Left Dataframe MASTER =
Fname | Lname | Amount |
---|---|---|
John | Smith-Richards | |
David | O'Brien |
Right Dataframe ORDERS =
Fname | Lname | Amount |
---|---|---|
DAVID | OBRIEN | 36 |
john | smith richards | 11 |
Expected output Dataframe =
Fname | Lname | Amount |
---|---|---|
John | Smith-Richards | 11 |
David | O'Brien | 36 |
The tables MASTER and ORDERS are LEFT-OUTER joined with KEY = [Fname, Lname]
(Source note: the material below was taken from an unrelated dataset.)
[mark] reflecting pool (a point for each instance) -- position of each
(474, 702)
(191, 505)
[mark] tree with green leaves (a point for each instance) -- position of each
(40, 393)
Both tables have the same columns but the rows are not in the same order. I want the join operation to ignore case and ignore characters like dashes, spaces and apostrophes (e.g. the tables would be joined on the values "johnsmithrichards" and "davidobrien")
(In practice, the actual tables have many more columns and the resulting output table must pull some values from the MASTER table and others from the ORDERS table, which is why I used mdfcols
and odfcols
respectively to only include those specific columns.)
My attempt at removing just spaces doesn't work:
key = ["Fname", "Lname"]
mdfkey = (mdf["First Name"].str.lower() + mdf["Last Name"].str.lower()).replace(' ', '')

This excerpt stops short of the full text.